Read The Mistborn Trilogy Online
Authors: Brandon Sanderson
Tags: #Fantasy, #Science Fiction, #bought-and-paid-for
Despite his shame, however, Sazed felt something of peace within himself. If he’d
continued to teach about religions after he’d stopped believing in them, then he would have been a true hypocrite. Tindwyl had believed in giving people hope, even if one had to tell them lies to do so. That’s the credit she had given to religion: lies that made people feel better.
Sazed couldn’t have acted the same way—at least, he couldn’t have done so and remained the person he wanted to be. However, he now had hope. The Terris religion was the one that had taught about the Hero of Ages in the first place. If any contained the truth, it would be this one. Sazed needed to interrogate the First Generation of kandra and discover what they knew.
Though, if I do find the truth, what will I do with it?
The trees they passed were stripped of leaves. The landscape was covered in a good four feet of ash. “How can you keep going like this?” Sazed asked as the kandra galloped over a hilltop, shoving aside ash and ignoring obstructions.
“My people are created from mistwraiths,” TenSoon explained, not even sounding winded. “The Lord Ruler turned the Feruchemists into mistwraiths, and they began to breed true as a species. You add a Blessing to a mistwraith, and they become awakened, turning into a kandra. One such as I, created centuries after the Ascension, was born as a mistwraith but became awakened when I received my Blessing.”
“. . . Blessing?” Sazed asked.
“Two small metal spikes, Keeper,” TenSoon said. “We are created like Inquisitors, or like koloss. However, we are more subtle creations than either of those.
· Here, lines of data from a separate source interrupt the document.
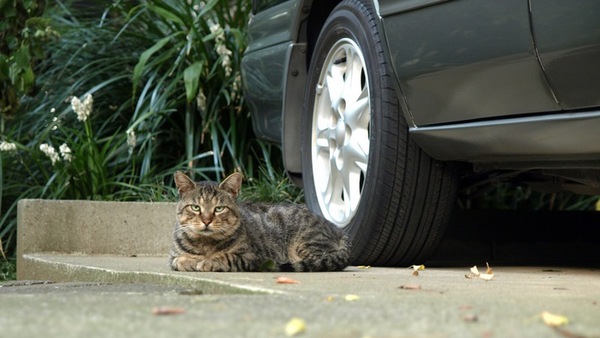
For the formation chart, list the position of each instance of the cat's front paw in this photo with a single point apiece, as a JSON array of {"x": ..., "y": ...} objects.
[{"x": 214, "y": 265}]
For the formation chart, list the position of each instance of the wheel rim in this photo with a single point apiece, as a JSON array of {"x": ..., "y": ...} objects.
[{"x": 341, "y": 132}]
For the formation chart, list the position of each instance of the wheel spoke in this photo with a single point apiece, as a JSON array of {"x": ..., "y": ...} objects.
[{"x": 340, "y": 134}]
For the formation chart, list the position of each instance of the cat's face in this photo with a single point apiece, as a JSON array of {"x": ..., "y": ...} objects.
[{"x": 207, "y": 209}]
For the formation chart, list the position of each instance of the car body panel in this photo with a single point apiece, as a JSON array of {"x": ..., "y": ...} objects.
[
  {"x": 501, "y": 93},
  {"x": 567, "y": 35},
  {"x": 264, "y": 65},
  {"x": 554, "y": 140},
  {"x": 475, "y": 60}
]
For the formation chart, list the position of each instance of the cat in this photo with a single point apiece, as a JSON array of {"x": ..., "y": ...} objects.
[{"x": 213, "y": 232}]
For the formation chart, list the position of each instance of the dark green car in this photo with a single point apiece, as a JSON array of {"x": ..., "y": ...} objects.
[{"x": 378, "y": 104}]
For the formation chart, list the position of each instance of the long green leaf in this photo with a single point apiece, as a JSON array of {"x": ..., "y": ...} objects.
[
  {"x": 139, "y": 67},
  {"x": 191, "y": 78}
]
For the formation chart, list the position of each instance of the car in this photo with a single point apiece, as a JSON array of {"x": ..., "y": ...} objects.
[{"x": 384, "y": 109}]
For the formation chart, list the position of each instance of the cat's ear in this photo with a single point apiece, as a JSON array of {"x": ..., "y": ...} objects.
[
  {"x": 183, "y": 182},
  {"x": 232, "y": 184}
]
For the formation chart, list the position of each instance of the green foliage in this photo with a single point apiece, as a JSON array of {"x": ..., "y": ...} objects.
[
  {"x": 164, "y": 77},
  {"x": 8, "y": 270},
  {"x": 508, "y": 196},
  {"x": 22, "y": 37}
]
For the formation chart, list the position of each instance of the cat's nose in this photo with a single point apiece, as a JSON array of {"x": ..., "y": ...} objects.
[{"x": 206, "y": 220}]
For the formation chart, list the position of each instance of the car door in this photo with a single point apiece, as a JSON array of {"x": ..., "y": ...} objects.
[
  {"x": 567, "y": 37},
  {"x": 265, "y": 61},
  {"x": 465, "y": 60}
]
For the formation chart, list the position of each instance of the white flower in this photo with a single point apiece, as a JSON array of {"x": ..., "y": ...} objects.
[
  {"x": 82, "y": 109},
  {"x": 50, "y": 152},
  {"x": 225, "y": 53},
  {"x": 131, "y": 140},
  {"x": 7, "y": 146},
  {"x": 65, "y": 152}
]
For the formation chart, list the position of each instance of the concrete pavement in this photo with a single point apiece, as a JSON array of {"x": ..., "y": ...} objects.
[
  {"x": 107, "y": 275},
  {"x": 383, "y": 302}
]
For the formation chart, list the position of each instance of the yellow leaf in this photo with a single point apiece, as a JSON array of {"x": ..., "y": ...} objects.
[
  {"x": 552, "y": 319},
  {"x": 486, "y": 276},
  {"x": 351, "y": 298},
  {"x": 489, "y": 270},
  {"x": 295, "y": 326},
  {"x": 418, "y": 267},
  {"x": 285, "y": 280}
]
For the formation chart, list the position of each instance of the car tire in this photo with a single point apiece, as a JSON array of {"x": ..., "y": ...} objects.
[{"x": 360, "y": 168}]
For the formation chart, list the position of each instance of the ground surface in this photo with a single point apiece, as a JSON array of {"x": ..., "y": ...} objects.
[{"x": 359, "y": 302}]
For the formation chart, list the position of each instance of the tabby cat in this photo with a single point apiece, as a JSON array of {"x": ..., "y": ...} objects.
[{"x": 213, "y": 232}]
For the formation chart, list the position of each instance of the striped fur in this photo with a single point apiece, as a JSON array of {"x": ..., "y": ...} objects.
[{"x": 213, "y": 232}]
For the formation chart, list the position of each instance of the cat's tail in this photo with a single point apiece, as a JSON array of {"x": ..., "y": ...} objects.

We were made third and last, as the Lord Ruler’s power waned.”
Sazed frowned, leaning low as the horse ran beneath some skeletal tree branches.
“What is different about you?”
“We have more independence of will than the other two,” TenSoon said. “We only have two spikes in us, while the others have more. An Allomancer can still take control of us, but free we remain more independent of mind than koloss or Inquisitors, who are both affected by Ruin’s impulses even when he isn’t directly controlling them. Did you never wonder why both of them are driven so powerfully to kill?”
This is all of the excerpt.